La scénographie contribue à l’esprit festif de la soirée. Jets de confettis et effets pyrotechniques sont évidemment de sortie, tandis qu’un squelette gonflable dont les doigts forment les chiffres 4 et 1 occupe le fond de scène pendant la deuxième moitié du concert. Mais la réelle attraction scénique, c’est évidemment la joyeuse agitation de Deryck, qui n’en finit pas d’interagir avec l’auditoire, de le faire chanter, se baisser, jouer avec des ballons, sauter, moshpiter, brandir ses lampes torches… le tout dans un esprit de gratitude mutuelle et de célébration.
Ses compagnons de scène s’attirent aussi les projecteurs. Surtout Dave Baksh, qui fait résonner sa guitare au fil de ses solos, plus impressionnants les uns que les autres (“Out For Blood”, “Screaming Bloody Murder”, “Rise Up”, “Waiting On A Twist Of Fate”…); et Frank Zummo de renchérir en proposant quelques passages de batterie délectables, particulièrement à la fin de “Some Say” et pendant le medley de Does This Look Infected?.

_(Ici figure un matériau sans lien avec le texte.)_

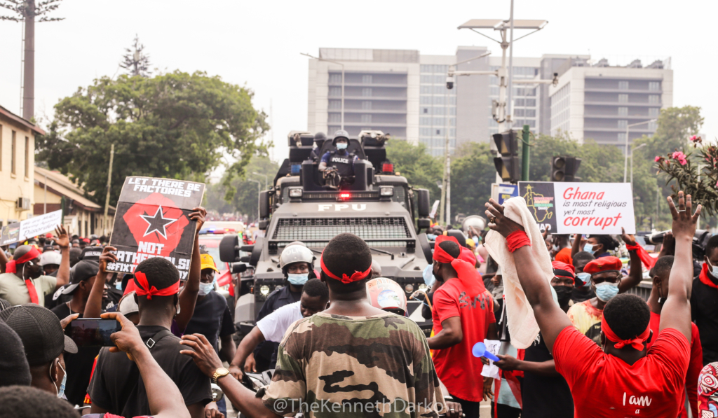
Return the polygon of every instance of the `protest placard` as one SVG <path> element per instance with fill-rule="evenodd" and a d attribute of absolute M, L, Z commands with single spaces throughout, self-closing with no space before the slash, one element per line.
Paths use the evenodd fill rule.
<path fill-rule="evenodd" d="M 62 223 L 62 210 L 14 222 L 2 227 L 2 231 L 0 232 L 0 245 L 20 242 L 37 235 L 44 235 L 54 231 L 55 227 Z"/>
<path fill-rule="evenodd" d="M 169 260 L 187 279 L 197 224 L 190 219 L 200 206 L 205 184 L 169 179 L 125 179 L 115 214 L 110 244 L 117 248 L 117 262 L 107 270 L 133 272 L 153 257 Z"/>
<path fill-rule="evenodd" d="M 635 233 L 633 193 L 630 183 L 521 181 L 541 231 L 550 234 Z"/>

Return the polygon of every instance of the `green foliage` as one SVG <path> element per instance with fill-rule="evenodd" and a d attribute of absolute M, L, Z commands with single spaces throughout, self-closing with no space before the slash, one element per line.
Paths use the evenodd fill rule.
<path fill-rule="evenodd" d="M 252 95 L 199 72 L 103 77 L 55 105 L 47 135 L 37 142 L 37 159 L 84 184 L 101 204 L 111 143 L 111 201 L 127 176 L 204 179 L 225 154 L 236 160 L 227 168 L 229 185 L 252 155 L 266 152 L 258 141 L 269 128 L 266 115 L 252 106 Z M 227 188 L 228 198 L 233 192 Z"/>
<path fill-rule="evenodd" d="M 245 173 L 240 178 L 235 178 L 231 181 L 230 188 L 233 194 L 230 200 L 225 199 L 227 196 L 227 186 L 223 182 L 210 184 L 207 188 L 207 193 L 205 194 L 207 209 L 216 210 L 220 214 L 239 212 L 248 215 L 250 219 L 254 219 L 257 214 L 257 184 L 248 179 L 259 181 L 261 189 L 264 190 L 264 176 L 252 173 L 266 174 L 269 180 L 268 184 L 271 186 L 274 176 L 279 170 L 279 164 L 272 162 L 269 157 L 255 155 L 245 168 Z"/>
<path fill-rule="evenodd" d="M 423 143 L 415 146 L 396 139 L 386 143 L 386 156 L 393 163 L 394 172 L 406 177 L 409 186 L 429 189 L 432 201 L 439 199 L 441 189 L 437 181 L 442 181 L 442 158 L 426 153 Z"/>

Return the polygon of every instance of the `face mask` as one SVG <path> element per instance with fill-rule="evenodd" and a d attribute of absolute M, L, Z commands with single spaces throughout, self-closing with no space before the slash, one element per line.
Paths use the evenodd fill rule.
<path fill-rule="evenodd" d="M 602 302 L 608 302 L 618 294 L 618 285 L 603 282 L 596 285 L 596 297 Z"/>
<path fill-rule="evenodd" d="M 304 283 L 307 282 L 309 278 L 309 273 L 299 273 L 292 274 L 288 273 L 286 275 L 286 280 L 289 281 L 290 283 L 295 286 L 304 286 Z"/>
<path fill-rule="evenodd" d="M 57 366 L 60 366 L 60 368 L 62 369 L 62 383 L 60 384 L 59 389 L 57 389 L 57 384 L 55 384 L 55 381 L 52 380 L 52 374 L 50 375 L 50 380 L 52 380 L 52 384 L 55 385 L 55 390 L 57 391 L 57 397 L 62 399 L 65 396 L 65 384 L 67 381 L 67 372 L 65 371 L 65 368 L 62 367 L 62 365 L 60 363 L 57 364 Z M 50 371 L 52 371 L 52 370 Z"/>
<path fill-rule="evenodd" d="M 586 283 L 591 280 L 591 273 L 576 273 L 576 277 L 586 285 Z"/>
<path fill-rule="evenodd" d="M 573 289 L 568 286 L 552 286 L 556 290 L 556 296 L 559 298 L 559 305 L 566 306 L 571 300 L 571 293 Z"/>
<path fill-rule="evenodd" d="M 211 283 L 202 283 L 200 282 L 200 296 L 206 296 L 208 293 L 215 290 L 215 282 Z"/>

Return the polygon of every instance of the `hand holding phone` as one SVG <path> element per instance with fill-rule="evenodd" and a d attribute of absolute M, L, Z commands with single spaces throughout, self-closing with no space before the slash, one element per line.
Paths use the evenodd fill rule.
<path fill-rule="evenodd" d="M 80 318 L 70 323 L 65 333 L 78 347 L 114 347 L 110 336 L 121 329 L 120 323 L 114 319 Z"/>

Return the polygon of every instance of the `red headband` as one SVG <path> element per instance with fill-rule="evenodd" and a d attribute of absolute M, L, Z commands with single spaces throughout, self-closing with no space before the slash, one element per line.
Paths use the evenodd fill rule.
<path fill-rule="evenodd" d="M 615 344 L 613 346 L 617 348 L 623 348 L 626 346 L 631 346 L 636 350 L 640 351 L 643 349 L 643 341 L 648 339 L 648 336 L 651 336 L 651 327 L 646 326 L 645 331 L 643 332 L 640 336 L 633 337 L 633 338 L 628 338 L 628 340 L 622 340 L 616 334 L 611 331 L 611 327 L 608 326 L 608 323 L 606 322 L 606 317 L 603 317 L 601 320 L 601 331 L 605 334 L 606 338 L 608 338 L 610 341 L 613 341 Z"/>
<path fill-rule="evenodd" d="M 455 242 L 457 245 L 459 245 L 460 249 L 463 250 L 461 245 L 459 244 L 459 241 L 454 237 L 439 235 L 437 237 L 437 239 L 434 242 L 434 255 L 432 258 L 439 262 L 450 264 L 454 267 L 457 275 L 459 276 L 459 280 L 461 281 L 470 297 L 473 298 L 483 293 L 486 290 L 486 288 L 484 287 L 484 282 L 481 280 L 479 273 L 476 271 L 476 268 L 475 267 L 475 262 L 474 264 L 470 264 L 462 260 L 461 253 L 459 254 L 459 258 L 452 257 L 450 254 L 444 251 L 439 245 L 444 241 Z M 465 255 L 465 257 L 466 255 Z"/>
<path fill-rule="evenodd" d="M 322 253 L 322 257 L 320 259 L 320 264 L 322 265 L 322 271 L 326 273 L 327 276 L 332 277 L 332 279 L 336 279 L 337 280 L 340 280 L 345 285 L 348 283 L 351 283 L 352 282 L 356 282 L 357 280 L 360 280 L 362 279 L 365 279 L 367 277 L 368 277 L 370 274 L 371 274 L 371 265 L 370 265 L 369 268 L 366 269 L 366 271 L 365 272 L 358 272 L 355 270 L 354 273 L 352 274 L 352 275 L 350 276 L 348 276 L 346 273 L 342 273 L 342 277 L 340 277 L 339 276 L 329 271 L 329 269 L 327 268 L 327 266 L 324 265 L 324 253 Z"/>
<path fill-rule="evenodd" d="M 31 247 L 30 250 L 24 255 L 17 260 L 11 260 L 5 265 L 5 271 L 9 273 L 17 272 L 17 265 L 34 260 L 40 256 L 40 252 L 34 247 Z"/>
<path fill-rule="evenodd" d="M 135 271 L 135 282 L 138 285 L 135 286 L 135 292 L 137 295 L 144 296 L 146 295 L 148 300 L 151 300 L 152 296 L 172 296 L 180 291 L 180 280 L 171 286 L 159 290 L 154 286 L 150 288 L 149 283 L 147 282 L 147 277 L 142 272 Z"/>

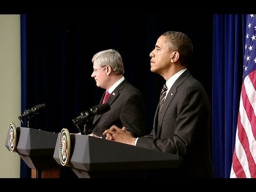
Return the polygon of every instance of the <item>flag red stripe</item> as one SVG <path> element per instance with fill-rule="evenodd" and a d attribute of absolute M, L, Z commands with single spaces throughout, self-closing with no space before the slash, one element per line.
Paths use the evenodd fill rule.
<path fill-rule="evenodd" d="M 246 178 L 245 174 L 244 173 L 243 167 L 239 162 L 237 156 L 236 154 L 236 148 L 234 150 L 233 155 L 233 170 L 236 174 L 236 177 L 239 178 Z"/>

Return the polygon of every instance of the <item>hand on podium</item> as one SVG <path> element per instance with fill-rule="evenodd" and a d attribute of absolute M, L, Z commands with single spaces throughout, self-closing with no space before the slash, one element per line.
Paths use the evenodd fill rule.
<path fill-rule="evenodd" d="M 89 134 L 88 135 L 89 135 L 89 136 L 91 136 L 91 137 L 97 137 L 97 138 L 102 139 L 102 137 L 97 136 L 97 135 L 96 135 L 95 134 L 94 134 L 93 133 L 91 133 L 91 134 Z"/>

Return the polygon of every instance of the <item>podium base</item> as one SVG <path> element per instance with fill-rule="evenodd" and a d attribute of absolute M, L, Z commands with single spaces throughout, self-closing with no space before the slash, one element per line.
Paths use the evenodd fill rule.
<path fill-rule="evenodd" d="M 59 178 L 60 169 L 51 169 L 45 170 L 31 169 L 31 178 Z"/>

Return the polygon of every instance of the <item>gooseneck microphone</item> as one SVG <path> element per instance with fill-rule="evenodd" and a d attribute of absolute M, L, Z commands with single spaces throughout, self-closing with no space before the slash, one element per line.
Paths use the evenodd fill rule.
<path fill-rule="evenodd" d="M 82 112 L 79 116 L 72 119 L 75 125 L 80 125 L 85 121 L 89 122 L 97 115 L 102 115 L 110 109 L 108 103 L 100 104 L 90 108 L 88 111 Z"/>
<path fill-rule="evenodd" d="M 25 117 L 30 118 L 35 114 L 37 114 L 40 111 L 46 108 L 45 104 L 39 104 L 31 108 L 31 109 L 25 110 L 21 115 L 18 117 L 19 119 L 22 123 L 22 119 Z"/>

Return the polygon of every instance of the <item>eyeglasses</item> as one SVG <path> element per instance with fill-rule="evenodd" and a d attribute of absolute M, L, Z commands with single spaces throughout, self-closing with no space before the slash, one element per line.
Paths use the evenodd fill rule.
<path fill-rule="evenodd" d="M 93 73 L 93 74 L 97 74 L 97 73 L 98 73 L 98 71 L 99 70 L 100 70 L 100 69 L 105 68 L 106 67 L 107 67 L 107 66 L 102 67 L 100 67 L 100 68 L 99 68 L 99 69 L 93 69 L 93 71 L 92 71 L 92 73 Z"/>

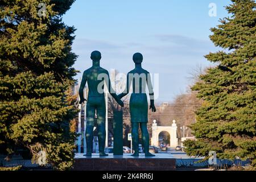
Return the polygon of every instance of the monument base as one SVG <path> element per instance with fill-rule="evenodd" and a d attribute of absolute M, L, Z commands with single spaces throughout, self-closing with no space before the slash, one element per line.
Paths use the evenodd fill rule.
<path fill-rule="evenodd" d="M 156 154 L 155 157 L 133 157 L 130 154 L 123 156 L 100 157 L 98 154 L 92 157 L 77 154 L 75 157 L 75 171 L 174 171 L 176 159 L 170 154 Z"/>

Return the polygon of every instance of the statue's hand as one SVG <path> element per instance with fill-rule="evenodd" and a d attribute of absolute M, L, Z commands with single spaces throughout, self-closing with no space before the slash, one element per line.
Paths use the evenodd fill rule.
<path fill-rule="evenodd" d="M 150 105 L 150 110 L 151 110 L 152 112 L 155 112 L 156 111 L 156 109 L 155 109 L 155 105 Z"/>
<path fill-rule="evenodd" d="M 79 101 L 79 104 L 82 104 L 84 101 L 87 101 L 85 98 L 83 98 Z"/>
<path fill-rule="evenodd" d="M 118 104 L 121 106 L 121 107 L 123 107 L 124 104 L 123 101 L 122 101 L 120 99 L 118 100 L 118 101 L 117 101 L 117 103 L 118 103 Z"/>

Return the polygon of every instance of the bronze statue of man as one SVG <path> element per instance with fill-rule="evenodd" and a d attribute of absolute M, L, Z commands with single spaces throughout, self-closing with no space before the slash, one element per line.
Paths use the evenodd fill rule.
<path fill-rule="evenodd" d="M 142 135 L 142 141 L 146 156 L 154 156 L 149 152 L 149 135 L 147 131 L 148 104 L 146 94 L 147 85 L 150 98 L 150 109 L 156 111 L 154 105 L 154 92 L 150 73 L 142 68 L 143 56 L 140 53 L 133 55 L 135 68 L 129 72 L 127 76 L 126 88 L 122 93 L 118 95 L 119 98 L 127 95 L 133 84 L 133 93 L 130 99 L 130 112 L 131 121 L 131 138 L 134 147 L 134 156 L 139 156 L 139 125 Z"/>
<path fill-rule="evenodd" d="M 82 81 L 79 88 L 79 96 L 82 104 L 86 101 L 84 97 L 84 88 L 86 82 L 88 83 L 88 97 L 86 104 L 86 129 L 85 132 L 86 139 L 86 156 L 91 156 L 93 147 L 93 126 L 95 111 L 97 111 L 97 123 L 98 127 L 98 136 L 99 141 L 99 151 L 100 156 L 108 156 L 105 153 L 105 142 L 106 140 L 106 104 L 104 92 L 102 81 L 106 83 L 109 93 L 115 101 L 122 107 L 123 102 L 117 97 L 113 90 L 109 78 L 108 71 L 100 66 L 101 54 L 99 51 L 92 52 L 90 59 L 93 61 L 92 67 L 84 72 Z M 99 86 L 101 85 L 102 86 Z M 103 92 L 102 92 L 103 91 Z"/>

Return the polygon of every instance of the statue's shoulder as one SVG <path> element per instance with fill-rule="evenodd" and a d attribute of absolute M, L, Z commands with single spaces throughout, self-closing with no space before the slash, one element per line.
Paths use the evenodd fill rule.
<path fill-rule="evenodd" d="M 144 69 L 142 68 L 143 72 L 145 73 L 145 74 L 149 74 L 150 72 L 148 72 L 147 70 Z"/>
<path fill-rule="evenodd" d="M 136 73 L 135 69 L 134 69 L 133 70 L 131 70 L 130 72 L 129 72 L 127 74 L 134 74 L 135 73 Z"/>

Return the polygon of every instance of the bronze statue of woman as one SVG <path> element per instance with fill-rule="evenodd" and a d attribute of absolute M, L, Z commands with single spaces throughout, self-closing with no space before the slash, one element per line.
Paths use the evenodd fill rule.
<path fill-rule="evenodd" d="M 122 93 L 118 95 L 119 98 L 126 96 L 129 92 L 131 84 L 133 93 L 130 99 L 130 112 L 131 122 L 131 138 L 134 154 L 133 156 L 139 156 L 139 126 L 141 127 L 142 141 L 146 156 L 154 156 L 149 152 L 149 134 L 147 131 L 148 103 L 146 94 L 147 85 L 150 98 L 150 110 L 156 111 L 154 105 L 154 92 L 150 73 L 142 68 L 143 56 L 140 53 L 133 55 L 135 68 L 129 72 L 127 76 L 126 88 Z"/>

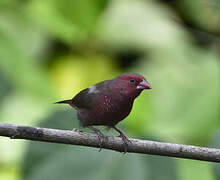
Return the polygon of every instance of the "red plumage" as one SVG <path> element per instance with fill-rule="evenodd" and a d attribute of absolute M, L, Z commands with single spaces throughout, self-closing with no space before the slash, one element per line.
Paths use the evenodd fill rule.
<path fill-rule="evenodd" d="M 57 103 L 74 107 L 80 124 L 95 131 L 100 141 L 104 135 L 93 125 L 114 128 L 127 145 L 130 141 L 115 125 L 129 115 L 135 98 L 144 89 L 151 89 L 151 86 L 143 76 L 123 74 L 84 89 L 71 100 Z"/>

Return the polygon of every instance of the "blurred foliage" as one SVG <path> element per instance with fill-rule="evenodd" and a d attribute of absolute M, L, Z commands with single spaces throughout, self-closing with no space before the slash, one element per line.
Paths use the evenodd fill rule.
<path fill-rule="evenodd" d="M 153 89 L 120 124 L 127 134 L 219 148 L 219 12 L 219 0 L 1 0 L 0 122 L 79 128 L 53 102 L 136 72 Z M 6 138 L 0 149 L 0 179 L 220 178 L 199 161 Z"/>

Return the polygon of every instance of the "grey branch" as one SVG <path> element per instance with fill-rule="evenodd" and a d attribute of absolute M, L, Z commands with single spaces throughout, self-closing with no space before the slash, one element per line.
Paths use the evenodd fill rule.
<path fill-rule="evenodd" d="M 80 131 L 47 129 L 0 123 L 0 136 L 10 137 L 11 139 L 26 139 L 99 148 L 99 139 L 95 134 Z M 130 139 L 130 141 L 132 144 L 129 144 L 127 149 L 127 152 L 129 153 L 220 162 L 220 149 L 140 139 Z M 123 152 L 124 143 L 119 137 L 108 136 L 105 142 L 103 142 L 103 148 Z"/>

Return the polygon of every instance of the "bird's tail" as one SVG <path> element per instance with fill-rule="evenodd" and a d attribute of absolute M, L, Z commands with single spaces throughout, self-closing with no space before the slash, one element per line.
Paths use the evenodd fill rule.
<path fill-rule="evenodd" d="M 72 105 L 72 99 L 64 100 L 64 101 L 58 101 L 55 102 L 55 104 L 69 104 Z"/>

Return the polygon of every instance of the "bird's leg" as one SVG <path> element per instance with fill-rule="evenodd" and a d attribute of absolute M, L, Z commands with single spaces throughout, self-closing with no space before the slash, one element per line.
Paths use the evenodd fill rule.
<path fill-rule="evenodd" d="M 126 153 L 127 152 L 127 148 L 128 148 L 128 144 L 132 144 L 132 142 L 127 138 L 127 136 L 125 135 L 125 133 L 122 130 L 120 130 L 116 126 L 113 126 L 112 128 L 114 128 L 120 134 L 119 137 L 121 137 L 122 141 L 124 141 L 124 144 L 125 144 L 125 151 L 124 151 L 124 153 Z"/>
<path fill-rule="evenodd" d="M 99 145 L 100 145 L 100 149 L 99 149 L 99 152 L 102 150 L 102 147 L 103 147 L 103 143 L 106 139 L 106 137 L 104 136 L 104 134 L 102 134 L 101 131 L 99 131 L 98 129 L 92 127 L 92 126 L 89 126 L 88 127 L 89 129 L 93 130 L 95 132 L 95 134 L 98 136 L 99 138 Z"/>

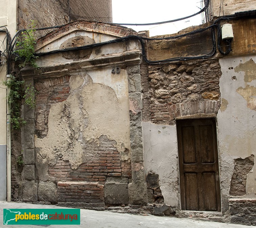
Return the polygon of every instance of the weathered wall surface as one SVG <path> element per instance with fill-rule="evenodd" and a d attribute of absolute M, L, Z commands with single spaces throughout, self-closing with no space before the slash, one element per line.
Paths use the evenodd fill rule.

Histoire de retarder le salut final, Sum 41 prévoit deux rappels, qui voient les cinq musiciens et leurs fans livrer tout ce qui leur reste d’énergie. En donnant leur dernier discours, les Canadiens semblent certes émus par les applaudissements et les cris incessants de la foule, qui couvrent presque la voix de Deryck. Mais les sourires sur leurs visages témoignent aussi d’un sentiment de satisfaction certain face à la réussite de la soirée, et plus généralement, de celle d’une relation de presque vingt-cinq ans avec une audience à la loyauté infaillible.
Dire adieu à un artiste de sa jeunesse n’est jamais chose aisée, mais cette dernière rencontre entre Sum 41 et sa “famille” française aurait difficilement pu mieux sceller le lien entre les musiciens et leurs fans. Un contrat d’un soir parfaitement rempli par les deux parties, où la célébration et l’euphorie punk ont triomphé de la tristesse d’un au revoir.